Primarily using polyester resin — along with polyurethane foam, photographs, nylon stockings, bronze, newspaper, wood, metal, and even cigarettes — Szapocznikow, who spent much of her professional life in Paris, cast works based on her own body as well as those of models and her adopted son, resulting in a compelling collection of breasts, hands, legs, torsos, heads, and mouths that stand on pedestals or hang on the wall.
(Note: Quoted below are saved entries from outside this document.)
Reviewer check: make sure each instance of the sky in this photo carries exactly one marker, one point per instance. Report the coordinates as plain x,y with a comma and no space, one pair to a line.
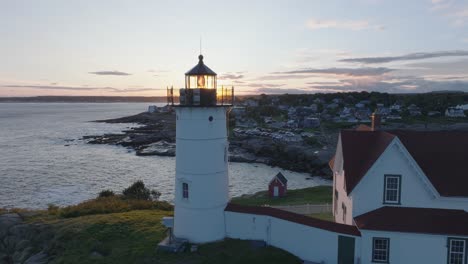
138,48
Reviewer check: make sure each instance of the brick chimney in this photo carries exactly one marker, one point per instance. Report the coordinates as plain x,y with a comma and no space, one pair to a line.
376,121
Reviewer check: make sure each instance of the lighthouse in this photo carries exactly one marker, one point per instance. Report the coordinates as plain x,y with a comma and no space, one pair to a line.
201,180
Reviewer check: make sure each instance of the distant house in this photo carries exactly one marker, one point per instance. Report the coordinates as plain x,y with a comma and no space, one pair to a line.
454,112
152,109
433,113
251,103
395,107
311,122
314,107
332,106
278,186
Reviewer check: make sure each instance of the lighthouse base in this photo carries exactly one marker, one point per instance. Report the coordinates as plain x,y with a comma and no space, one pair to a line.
199,225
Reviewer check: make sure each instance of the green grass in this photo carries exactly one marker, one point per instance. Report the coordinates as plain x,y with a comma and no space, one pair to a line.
312,195
95,234
132,237
324,216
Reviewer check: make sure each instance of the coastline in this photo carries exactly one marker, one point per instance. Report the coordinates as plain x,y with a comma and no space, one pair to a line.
155,135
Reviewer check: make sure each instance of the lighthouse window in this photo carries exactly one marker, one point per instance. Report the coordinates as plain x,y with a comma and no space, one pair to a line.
185,190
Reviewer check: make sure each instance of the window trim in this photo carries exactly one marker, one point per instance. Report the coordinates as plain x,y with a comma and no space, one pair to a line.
449,240
335,206
183,191
373,250
385,201
344,211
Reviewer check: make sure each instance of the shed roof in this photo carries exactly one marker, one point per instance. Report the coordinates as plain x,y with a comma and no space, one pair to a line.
415,220
296,218
281,178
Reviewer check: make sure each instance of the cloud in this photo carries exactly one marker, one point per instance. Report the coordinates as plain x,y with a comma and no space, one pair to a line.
342,71
231,76
263,85
441,4
116,73
315,24
78,88
396,84
281,76
408,57
282,90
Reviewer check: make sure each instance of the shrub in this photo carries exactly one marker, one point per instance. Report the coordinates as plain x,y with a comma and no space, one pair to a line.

In “Petit Dessert I (Small Dessert I),” the lower half of a woman’s face, lips slightly apart, sits in a glass dish, a yellow blob oozing over the side. “Goldfinger,” a direct riff on the James Bond villain, is an upside-down figure, the head and lower body connected by a car part, all bathed in gold. “Femme illuminée (Illuminated Woman)” is a five-foot-high plaster woman with extremely long legs, her breasts cupped in red resin, her neck leading to a large, amorphous mass of other colored resin. “Lampe-bouche (Illuminated Lips)” is just that, a collection of lip lamps that actually light up. And “Dłoń. Projekt Pomnika Bohaterów Warszawy II (Hand. Monument to the Heroes of the Warsaw Ghetto)” is a deformed hand made of patinated plaster and iron filings, its fingers reaching out, trying desperately to grasp something. Szapocznikow’s works range from charming, funny, and playful to dark, scary, and mysterious, often in the same piece. “Sculpture Undone” is a compelling journey through the life and career of an intriguing artist deserving of more attention. The show is supplemented by short video documentaries on the artist by Krzystof TchóRzewski, Jean-Marie Drot, and Helena Wlodarczyk, and MoMA has posted on the exhibition website the three-hour symposium that was held on Szapocznikow back in October.